Triple antibody using the confocal microscope.
Triple antibody using the con-focal microscope.

10 ml may be enough to cover slip 300 slides if using only 30 um per slide but that adds $.60 to the cost of every slide.  That may not seem like much but when it’s added to the total after processing, embedding, cutting, antibody plus working hours it can push the average researchers budget to the edge.

I thought, there has to be something better than this.  Large companies get most of their protocols from the old histology books and change 1 micro-gram and it becomes proprietary.  Then the price depends on demand and repeat customers (way too high).  This is what I call commercial brutality.

I’m way to enterprising to pay these prices and be happy about it.  Therefore I too will develop a protocol from the books and change one aspect of it and call it my own.  The difference is, I will formulate it, test it, have others test it, then make it available to all the labs I have daily contact with (10) and help them save money.

One way to stop this money merry go round is to limit profits from unbelievable pricing on medical products.  Paying $500.00 for a water bath that lasts 10 years is absurd!  $162.00 for 10 ml of mounting media is too much!

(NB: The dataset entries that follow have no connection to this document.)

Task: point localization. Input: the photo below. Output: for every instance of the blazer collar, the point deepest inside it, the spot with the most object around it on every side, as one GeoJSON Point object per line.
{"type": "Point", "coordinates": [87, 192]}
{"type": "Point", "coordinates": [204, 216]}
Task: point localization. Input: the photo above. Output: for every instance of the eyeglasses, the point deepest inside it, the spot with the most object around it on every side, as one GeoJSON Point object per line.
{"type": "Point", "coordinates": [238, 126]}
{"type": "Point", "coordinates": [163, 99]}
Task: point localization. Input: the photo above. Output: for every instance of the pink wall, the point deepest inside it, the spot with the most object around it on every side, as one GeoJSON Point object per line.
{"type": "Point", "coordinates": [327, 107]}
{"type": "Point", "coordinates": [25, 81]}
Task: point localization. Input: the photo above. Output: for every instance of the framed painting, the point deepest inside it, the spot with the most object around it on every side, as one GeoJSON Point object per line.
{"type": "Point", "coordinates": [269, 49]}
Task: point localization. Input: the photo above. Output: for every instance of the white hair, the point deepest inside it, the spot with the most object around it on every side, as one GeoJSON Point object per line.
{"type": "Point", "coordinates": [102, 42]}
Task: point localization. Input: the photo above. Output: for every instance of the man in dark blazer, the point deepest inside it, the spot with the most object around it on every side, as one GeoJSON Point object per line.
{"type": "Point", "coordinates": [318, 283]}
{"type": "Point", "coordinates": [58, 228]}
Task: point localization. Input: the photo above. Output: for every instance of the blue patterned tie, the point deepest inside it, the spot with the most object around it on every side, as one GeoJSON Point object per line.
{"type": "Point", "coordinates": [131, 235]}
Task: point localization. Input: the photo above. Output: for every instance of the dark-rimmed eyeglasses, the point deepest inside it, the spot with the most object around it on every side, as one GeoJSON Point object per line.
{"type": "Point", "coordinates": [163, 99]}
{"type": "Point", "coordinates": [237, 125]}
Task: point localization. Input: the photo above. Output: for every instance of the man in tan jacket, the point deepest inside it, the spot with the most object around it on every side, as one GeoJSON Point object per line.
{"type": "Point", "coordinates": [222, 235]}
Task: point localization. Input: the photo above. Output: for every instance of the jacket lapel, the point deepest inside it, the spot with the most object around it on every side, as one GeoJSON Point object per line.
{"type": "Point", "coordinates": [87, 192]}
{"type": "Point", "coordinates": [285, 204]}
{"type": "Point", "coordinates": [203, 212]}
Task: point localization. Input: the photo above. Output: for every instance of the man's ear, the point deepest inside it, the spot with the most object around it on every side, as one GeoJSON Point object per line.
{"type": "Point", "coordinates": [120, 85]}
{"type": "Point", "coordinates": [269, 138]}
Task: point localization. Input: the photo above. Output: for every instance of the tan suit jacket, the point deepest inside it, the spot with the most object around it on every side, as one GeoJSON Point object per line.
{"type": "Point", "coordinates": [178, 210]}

I have made 25 ml the histo-lo-gis-tics version of aqueous mounting media for about $20.00, but could be 100 ml for $40.00.  That’s the cost if you make it for yourself.  It’s a room temp, permanent media that will last for 2-3 years with anti fading agent and refractive index of 1.46.  So far it’s been tested by 2 independent labs in fluorescent microscopy and passed with no distortion.  2 more labs will be testing it this week and mine soon.

After testing is done, I will update the results, good or not good and post the recipe if it’s useful.